『やっと出た! いつまでも無視してんじゃないわよ!!』
普段であればそのまま通話ボタンを切ってしまうところだけれど、現実らしい現実にどこかでホっとした銀也はそのまま彼女の声を聞く。スマホを手渡した当の如月は、何事かと目を丸くしていた。
「あァ、その声……(あれ、誰だっけ)」
『ねえ銀也。私、銀也と付き合ってるんだよね。それなのに、宮前さんとも関係持ったって本当? 嘘だよねえ』
切羽詰まった様子で銀也を問い詰める声音は、僅かに震えている。電話の向こうで、泣き叫ぶ彼女に自然と溜息が漏れた。ただでさえ、幽霊に憑りつかれて困っているのに、現実でもこんなことばかりで嫌になる。

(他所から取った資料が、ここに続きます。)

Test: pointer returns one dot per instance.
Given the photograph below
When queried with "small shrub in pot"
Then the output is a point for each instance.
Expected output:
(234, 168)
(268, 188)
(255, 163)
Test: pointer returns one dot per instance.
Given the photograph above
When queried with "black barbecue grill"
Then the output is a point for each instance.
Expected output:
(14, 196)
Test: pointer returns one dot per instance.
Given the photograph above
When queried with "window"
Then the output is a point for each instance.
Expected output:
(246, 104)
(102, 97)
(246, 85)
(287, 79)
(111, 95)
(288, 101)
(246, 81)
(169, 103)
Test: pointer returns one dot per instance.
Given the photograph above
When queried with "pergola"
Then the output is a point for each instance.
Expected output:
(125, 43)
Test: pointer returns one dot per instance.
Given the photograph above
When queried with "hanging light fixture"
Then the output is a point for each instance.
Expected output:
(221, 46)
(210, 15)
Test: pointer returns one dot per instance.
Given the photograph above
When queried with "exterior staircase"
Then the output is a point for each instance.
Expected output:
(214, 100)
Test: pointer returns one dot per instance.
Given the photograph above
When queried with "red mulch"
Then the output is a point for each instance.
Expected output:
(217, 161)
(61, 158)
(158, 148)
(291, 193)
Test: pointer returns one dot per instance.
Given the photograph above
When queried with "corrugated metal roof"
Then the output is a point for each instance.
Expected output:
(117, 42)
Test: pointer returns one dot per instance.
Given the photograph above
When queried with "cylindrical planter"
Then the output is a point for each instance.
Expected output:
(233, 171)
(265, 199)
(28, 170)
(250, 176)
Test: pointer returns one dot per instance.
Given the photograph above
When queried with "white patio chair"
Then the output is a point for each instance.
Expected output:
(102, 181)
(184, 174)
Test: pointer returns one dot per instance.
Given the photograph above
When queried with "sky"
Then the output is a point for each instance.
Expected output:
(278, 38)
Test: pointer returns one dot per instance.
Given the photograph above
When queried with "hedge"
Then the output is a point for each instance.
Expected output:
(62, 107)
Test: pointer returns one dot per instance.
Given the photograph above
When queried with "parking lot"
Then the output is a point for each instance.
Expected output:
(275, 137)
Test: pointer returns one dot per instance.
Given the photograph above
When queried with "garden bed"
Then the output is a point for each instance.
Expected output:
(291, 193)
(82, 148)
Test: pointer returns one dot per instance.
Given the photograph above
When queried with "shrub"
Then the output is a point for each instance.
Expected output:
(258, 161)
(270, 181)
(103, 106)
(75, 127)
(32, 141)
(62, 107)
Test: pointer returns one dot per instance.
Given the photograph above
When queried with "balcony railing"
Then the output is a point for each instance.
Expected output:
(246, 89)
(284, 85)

「寝たかも。けど、なんでそれについてアンタにとやかく言われなきゃなんないの? 関係ねえじゃん」
『最低!! ほんとに、銀也、あなたって……』
「俺は、アンタの希望に沿っただけだけど。アンタが言ったんだよな。身体だけの関係でもいいから付き合ってって」
彼女が、きっぱりと放たれた銀也の言葉に、のどを詰まらせる。数秒の沈黙の後、だって、と絞り出すような声を漏らした。
『それは、……付き合って、銀也に好きになってもらえると思ったから』
(またか)
彼女の必死な弁解に、銀也は思い切り眉を寄せた。